先月号では、私の唱える「眞子内親王殿下御結婚賛成論」に対する怒りの反対論について感想を述べた。その直後4月8日に小室氏が28ページに及ぶ文章を発表した。「説明不足だ」と言う批判の嵐を受けて、詳細に説明したら今度は「長すぎる、悪文だ」として、またまた尊皇家やネトウヨの攻撃の嵐である。著名皇室評論家であり小室攻撃の急先鋒であるA氏は「天皇陛下に謝罪の文言がない。」と批判している。しかしこの文章はいわゆる400万円の借金?についての説明であって、そこに天皇陛下を入れるのは不適当ではないか。もし入れて書いたら、今度は「借金問題と天皇陛下を同一に論ずるのか、無礼千万だ。」と攻撃されるだろう。要は気に食わないのだから何をやっても攻撃をやめないだろう。どうしてそんなに憎いのか私には理解できない。ネットでは、小室氏が学生時代に女子大生と肩を組んでいる写真が出回り、「品がない、けしからん」の嵐である。なるほど批判する人たちの青春時代はさぞかし清廉だったのだろう。私の青春時代と比べたら小室氏は遙かにまともな方である。私に言わせれば普通の学生ではないか、そんな写真の一つも無く、暗い学生時代を過ごしたオタク男なんぞよりよっぽど良い。眞子内親王殿下もそういう明るさに惚れたのではないか。いずれにせよお二人は四面楚歌のように見える。眞子内親王殿下は「理解していただきたい」との声明を出されている。どうして理解してあげられないのだろうか。だめだめの一点張りである。

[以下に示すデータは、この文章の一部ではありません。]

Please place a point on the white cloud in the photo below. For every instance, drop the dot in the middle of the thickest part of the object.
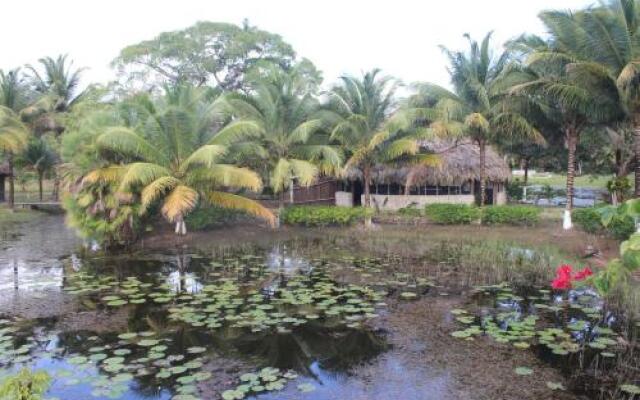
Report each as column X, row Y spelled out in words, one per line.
column 339, row 36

そこで三つのケースに分けて考えて見よう。まず第一は自分の娘だったらというケース。前号に登場していただいた私の賛成論に激怒して筆を起こしたB氏は「自分の娘に小室が嫁に欲しいと、と言ってきたら追い返す」と書いている。なるほど、私もそうする。しかし、現実問題追い返したら、娘から「お父さん何言ってんのよ!親子の縁を切るからね。結婚式に呼んでやらない!」と叱りつけられ、家に居場所が無くなるのがせきの山であろう。まして今回は「お父さまだってお母さまだって、学習院大学で見初めた人と結婚したのでしょう。私は同じ事をしているだけでしょ。」と反駁されるに違いない。

二つ目のケースは親戚知人の子供だったらどういう反応をするだろうか。

世上「夫婦喧嘩は犬も食わない。」と言われる。これは「犬も食わないからましてや人間が食ってはいけない」、ということである。私事だが若い頃、社内の既婚女性が夫と喧嘩して別居した。女性の上司が味方して何くれとなく世話をやき激励して、「あんな男とは早く別れなさい」とアドバイスしていた。ところがなんと二人はよりを戻してしまったのだ。上司はばつが悪いし、その夫婦両方と人間関係が悪くなってしまった。そう、犬も食わないものを食ってしまったからだ。夫婦喧嘩だけではない。40年前○○支店にいたとき妙齢の独身美女がいた。男性関係がお盛んで、陰で△軽女と言われていた。そこへ本社から独身男性エリート社員が転勤してきた。美女は早速アプローチしたが、周囲はこのエリートに「あの女は要注意だよ」などと野暮な忠告はしなかった。そしてめでたく華燭の宴と相成ったが、爾来幸せに暮らし添い遂げている。夫婦喧嘩だけでなく「男女交際も犬も食わない」のだ。夫婦の幸不幸は夫婦の数だけあってさまざま、結婚は多分に運であり賭けである。都々逸にある「♫ひとの恋路を邪魔する奴は、犬に食われて(馬に蹴られて)○○○しまえ♫」

三つ目は庶民の結婚ではない。貴人まして内親王なのだからだめだというケース、つまり今回の騒動である。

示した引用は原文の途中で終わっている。